Local authorities to buy up to 500 ‘turnkey’ homes

Move aims to boost supply of affordable and social houses sold at discount to first-timers

Local authorities around the State are seeking buy up to 500 “turnkey” homes from builders in a new bid to boost the supply of affordable and social housing.

Minister for Housing Darragh O'Brien has set aside €55 million to help councils buy homes off-plan next year in Dublin, Waterford, Limerick, Galway and Kilkenny.

The properties will be sold on to buyers nominated by local authorities as being eligible for affordable and social homes, with councils providing between €50,000 and €100,000 of the purchase price in each case.

Local authorities in Westmeath, Meath, Wicklow, Kildare, Louth and Laois will also seek "turnkey opportunities" under the Housing for All plan to boost the numbers of affordable houses in areas of acute shortage.

Cost-rental homes

The homes will be sold at “discounted prices” to first-time buyers. Some may be offered as cost-rental homes at rents targeted “at a minimum 25 per cent below” open market rates, he said.

Dún Laoghaire-Rathdown county council in Dublin put out a call on Thursday to builders and developers, saying it wants to buy unbuilt houses or apartments with planning permission in advance of construction.

“This call is targeted at advance purchase opportunities for a minimum of 10 and a maximum of 150 dwellings in any one scheme, but the council is willing to consider all proposals, including those for less than 10 dwellings,” it said.

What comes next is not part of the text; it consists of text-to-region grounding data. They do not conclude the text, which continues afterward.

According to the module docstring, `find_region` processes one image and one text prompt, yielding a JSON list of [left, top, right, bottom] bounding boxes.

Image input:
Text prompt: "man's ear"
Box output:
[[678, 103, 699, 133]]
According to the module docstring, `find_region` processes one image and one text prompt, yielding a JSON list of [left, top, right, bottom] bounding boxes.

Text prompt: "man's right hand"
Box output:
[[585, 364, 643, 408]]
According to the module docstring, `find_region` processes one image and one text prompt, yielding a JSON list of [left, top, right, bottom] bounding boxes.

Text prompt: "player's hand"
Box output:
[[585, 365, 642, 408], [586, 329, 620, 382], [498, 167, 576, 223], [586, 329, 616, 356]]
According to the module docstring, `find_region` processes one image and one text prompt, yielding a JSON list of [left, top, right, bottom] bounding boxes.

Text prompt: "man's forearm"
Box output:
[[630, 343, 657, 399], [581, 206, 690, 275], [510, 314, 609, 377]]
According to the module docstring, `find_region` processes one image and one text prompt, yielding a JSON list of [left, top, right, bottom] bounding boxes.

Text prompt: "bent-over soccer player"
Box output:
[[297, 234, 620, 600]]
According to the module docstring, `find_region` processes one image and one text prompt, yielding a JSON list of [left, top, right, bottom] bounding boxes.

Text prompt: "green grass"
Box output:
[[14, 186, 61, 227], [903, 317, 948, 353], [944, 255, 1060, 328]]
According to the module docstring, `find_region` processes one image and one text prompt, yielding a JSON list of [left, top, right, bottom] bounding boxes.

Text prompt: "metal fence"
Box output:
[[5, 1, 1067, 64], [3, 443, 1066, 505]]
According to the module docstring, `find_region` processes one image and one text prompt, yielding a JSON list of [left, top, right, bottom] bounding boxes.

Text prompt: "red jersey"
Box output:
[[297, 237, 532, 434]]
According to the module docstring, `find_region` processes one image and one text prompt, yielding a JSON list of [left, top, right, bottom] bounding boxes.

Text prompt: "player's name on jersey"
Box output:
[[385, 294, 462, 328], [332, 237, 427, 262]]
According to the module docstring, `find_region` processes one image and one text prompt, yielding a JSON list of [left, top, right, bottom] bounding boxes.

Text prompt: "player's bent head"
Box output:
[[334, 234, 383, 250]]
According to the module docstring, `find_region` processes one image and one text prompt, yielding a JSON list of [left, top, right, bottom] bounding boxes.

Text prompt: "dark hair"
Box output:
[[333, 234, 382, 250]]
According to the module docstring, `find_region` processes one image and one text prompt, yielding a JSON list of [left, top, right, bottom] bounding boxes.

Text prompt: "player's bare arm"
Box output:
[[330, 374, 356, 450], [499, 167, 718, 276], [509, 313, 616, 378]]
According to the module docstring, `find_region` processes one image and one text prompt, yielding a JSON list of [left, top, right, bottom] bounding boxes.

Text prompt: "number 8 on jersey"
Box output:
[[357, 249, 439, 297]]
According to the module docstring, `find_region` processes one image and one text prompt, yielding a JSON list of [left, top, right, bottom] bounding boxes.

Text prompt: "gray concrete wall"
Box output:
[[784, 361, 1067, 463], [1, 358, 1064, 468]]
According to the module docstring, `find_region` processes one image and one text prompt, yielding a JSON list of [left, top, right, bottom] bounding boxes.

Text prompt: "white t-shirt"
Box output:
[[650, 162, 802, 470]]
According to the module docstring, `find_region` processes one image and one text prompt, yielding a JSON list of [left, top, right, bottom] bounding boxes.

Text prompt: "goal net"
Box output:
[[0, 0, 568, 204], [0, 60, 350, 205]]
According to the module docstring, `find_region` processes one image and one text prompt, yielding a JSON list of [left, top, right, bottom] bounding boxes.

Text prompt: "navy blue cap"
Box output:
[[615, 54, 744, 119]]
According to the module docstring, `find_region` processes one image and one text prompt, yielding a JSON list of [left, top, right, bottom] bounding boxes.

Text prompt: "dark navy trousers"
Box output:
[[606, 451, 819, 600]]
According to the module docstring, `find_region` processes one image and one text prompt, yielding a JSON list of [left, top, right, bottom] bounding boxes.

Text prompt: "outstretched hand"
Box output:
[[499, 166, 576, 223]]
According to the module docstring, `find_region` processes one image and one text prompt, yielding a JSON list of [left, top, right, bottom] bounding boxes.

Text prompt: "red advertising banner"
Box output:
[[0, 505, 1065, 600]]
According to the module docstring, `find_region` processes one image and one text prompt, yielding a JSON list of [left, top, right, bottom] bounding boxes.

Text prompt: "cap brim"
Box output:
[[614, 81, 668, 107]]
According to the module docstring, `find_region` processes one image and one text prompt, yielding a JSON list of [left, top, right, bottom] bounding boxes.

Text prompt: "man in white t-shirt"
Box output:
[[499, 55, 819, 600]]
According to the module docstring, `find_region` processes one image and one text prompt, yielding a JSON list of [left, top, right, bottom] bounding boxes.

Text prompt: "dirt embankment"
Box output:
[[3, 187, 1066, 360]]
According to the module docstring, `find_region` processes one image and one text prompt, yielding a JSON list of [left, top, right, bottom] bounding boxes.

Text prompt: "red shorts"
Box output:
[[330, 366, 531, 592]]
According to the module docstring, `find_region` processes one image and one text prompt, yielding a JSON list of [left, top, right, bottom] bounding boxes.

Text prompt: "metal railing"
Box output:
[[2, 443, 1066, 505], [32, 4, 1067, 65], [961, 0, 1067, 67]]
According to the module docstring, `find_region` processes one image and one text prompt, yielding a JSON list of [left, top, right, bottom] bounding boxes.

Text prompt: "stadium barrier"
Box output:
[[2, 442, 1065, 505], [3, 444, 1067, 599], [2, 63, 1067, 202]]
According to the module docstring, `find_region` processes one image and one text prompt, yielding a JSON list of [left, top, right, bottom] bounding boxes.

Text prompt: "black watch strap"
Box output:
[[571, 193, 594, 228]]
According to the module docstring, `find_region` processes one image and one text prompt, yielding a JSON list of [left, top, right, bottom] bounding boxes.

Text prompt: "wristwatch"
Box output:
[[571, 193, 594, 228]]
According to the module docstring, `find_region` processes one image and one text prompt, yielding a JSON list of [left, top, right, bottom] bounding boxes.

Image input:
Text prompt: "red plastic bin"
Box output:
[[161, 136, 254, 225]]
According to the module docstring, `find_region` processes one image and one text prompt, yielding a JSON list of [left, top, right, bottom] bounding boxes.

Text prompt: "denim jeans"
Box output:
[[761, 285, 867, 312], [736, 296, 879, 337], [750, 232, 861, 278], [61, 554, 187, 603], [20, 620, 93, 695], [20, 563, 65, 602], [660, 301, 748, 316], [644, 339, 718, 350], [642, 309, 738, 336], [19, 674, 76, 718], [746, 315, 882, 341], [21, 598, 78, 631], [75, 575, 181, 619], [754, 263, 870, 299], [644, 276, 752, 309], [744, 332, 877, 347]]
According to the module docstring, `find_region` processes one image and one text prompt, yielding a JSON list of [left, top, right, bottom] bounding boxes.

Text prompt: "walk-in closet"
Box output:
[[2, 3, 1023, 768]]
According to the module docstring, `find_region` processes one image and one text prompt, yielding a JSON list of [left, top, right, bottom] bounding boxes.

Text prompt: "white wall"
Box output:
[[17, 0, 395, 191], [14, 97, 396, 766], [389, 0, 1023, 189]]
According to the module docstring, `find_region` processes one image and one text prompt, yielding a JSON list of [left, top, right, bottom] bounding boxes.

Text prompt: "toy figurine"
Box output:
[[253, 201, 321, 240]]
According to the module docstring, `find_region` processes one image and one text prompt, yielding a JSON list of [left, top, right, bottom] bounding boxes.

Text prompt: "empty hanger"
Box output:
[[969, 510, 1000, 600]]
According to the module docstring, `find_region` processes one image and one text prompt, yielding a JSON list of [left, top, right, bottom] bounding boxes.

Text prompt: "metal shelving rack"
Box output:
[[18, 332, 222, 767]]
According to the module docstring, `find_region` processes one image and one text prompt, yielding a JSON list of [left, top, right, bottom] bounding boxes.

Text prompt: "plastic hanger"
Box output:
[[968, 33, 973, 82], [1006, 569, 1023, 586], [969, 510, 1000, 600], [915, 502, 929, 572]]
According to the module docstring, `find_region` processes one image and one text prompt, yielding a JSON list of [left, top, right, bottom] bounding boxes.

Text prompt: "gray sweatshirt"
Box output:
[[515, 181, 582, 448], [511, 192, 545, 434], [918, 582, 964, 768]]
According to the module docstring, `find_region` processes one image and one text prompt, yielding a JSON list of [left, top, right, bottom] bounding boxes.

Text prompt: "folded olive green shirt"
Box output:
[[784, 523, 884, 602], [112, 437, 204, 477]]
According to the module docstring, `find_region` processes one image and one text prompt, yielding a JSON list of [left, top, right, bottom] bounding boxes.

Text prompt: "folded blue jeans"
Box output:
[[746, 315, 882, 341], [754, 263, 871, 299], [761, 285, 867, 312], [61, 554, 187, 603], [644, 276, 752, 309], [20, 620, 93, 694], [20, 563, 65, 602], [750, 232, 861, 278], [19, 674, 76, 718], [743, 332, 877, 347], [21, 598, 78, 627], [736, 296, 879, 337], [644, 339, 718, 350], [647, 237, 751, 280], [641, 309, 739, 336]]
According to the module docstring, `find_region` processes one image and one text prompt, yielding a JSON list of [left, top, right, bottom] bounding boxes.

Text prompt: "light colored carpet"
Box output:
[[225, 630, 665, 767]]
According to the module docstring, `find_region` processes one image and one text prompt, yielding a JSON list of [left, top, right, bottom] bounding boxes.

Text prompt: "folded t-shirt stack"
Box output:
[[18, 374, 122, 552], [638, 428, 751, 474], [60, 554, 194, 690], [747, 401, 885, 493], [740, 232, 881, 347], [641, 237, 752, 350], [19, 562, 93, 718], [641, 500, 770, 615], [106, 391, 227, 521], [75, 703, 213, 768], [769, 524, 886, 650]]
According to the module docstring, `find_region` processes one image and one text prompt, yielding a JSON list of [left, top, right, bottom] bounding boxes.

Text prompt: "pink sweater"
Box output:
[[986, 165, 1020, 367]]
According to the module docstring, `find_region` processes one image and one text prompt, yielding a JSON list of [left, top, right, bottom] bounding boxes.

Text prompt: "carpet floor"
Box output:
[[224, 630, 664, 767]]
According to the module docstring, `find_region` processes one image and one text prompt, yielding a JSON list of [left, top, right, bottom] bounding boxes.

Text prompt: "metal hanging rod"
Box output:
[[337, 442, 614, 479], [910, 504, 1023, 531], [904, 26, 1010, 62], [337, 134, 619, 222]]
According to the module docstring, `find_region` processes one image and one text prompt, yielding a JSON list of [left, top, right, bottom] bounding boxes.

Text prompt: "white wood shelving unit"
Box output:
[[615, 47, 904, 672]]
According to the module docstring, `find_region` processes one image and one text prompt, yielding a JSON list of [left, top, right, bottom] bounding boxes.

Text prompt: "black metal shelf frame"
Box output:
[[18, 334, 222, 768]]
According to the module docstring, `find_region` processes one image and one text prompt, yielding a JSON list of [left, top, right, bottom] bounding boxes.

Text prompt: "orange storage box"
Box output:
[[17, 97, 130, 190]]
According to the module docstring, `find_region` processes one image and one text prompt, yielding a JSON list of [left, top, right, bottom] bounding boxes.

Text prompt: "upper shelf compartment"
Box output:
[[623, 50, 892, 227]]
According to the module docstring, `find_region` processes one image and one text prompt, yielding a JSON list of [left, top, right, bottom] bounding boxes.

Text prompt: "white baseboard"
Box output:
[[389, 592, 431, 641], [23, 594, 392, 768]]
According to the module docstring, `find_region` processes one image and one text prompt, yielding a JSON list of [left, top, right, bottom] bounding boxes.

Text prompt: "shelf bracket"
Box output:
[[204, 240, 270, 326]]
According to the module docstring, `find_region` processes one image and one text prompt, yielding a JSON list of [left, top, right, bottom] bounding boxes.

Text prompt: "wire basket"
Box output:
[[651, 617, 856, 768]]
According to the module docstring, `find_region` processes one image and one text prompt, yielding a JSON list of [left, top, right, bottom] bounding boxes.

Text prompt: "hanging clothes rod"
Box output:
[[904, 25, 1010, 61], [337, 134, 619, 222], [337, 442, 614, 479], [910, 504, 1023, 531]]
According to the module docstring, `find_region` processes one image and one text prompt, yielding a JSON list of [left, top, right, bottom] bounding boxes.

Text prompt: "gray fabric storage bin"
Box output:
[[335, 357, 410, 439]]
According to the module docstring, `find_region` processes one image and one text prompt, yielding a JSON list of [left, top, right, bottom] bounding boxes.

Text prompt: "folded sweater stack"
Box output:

Under previous initiatives to buy uncommenced or partially completed homes, the council bought a small scheme of 14 dwellings in 2018. This year it acquired 27 dwellings in two locations.

Waiting list

The council recognised that a “significant number” of permitted developments have not commenced, even if planning permission numbers have increased significantly.

Some of the Dún Laoghaire houses will be allocated to people eligible for social housing. There were 4,144 households on the council’s housing waiting list in mid-November.

Asked whether the scheme might reduce housing supply for other buyers and drive up prices, the council said it was seeking expressions of interest in relation to developments that have not commenced.

The plan offers “financial certainty, with a view to facilitating the delivery of much-needed affordable and social housing that might not otherwise be developed”, it said.

The Local Government Management Agency, a State body that provides services to councils, said agreements to buy an approved number of homes were anticipated "with payment on completion".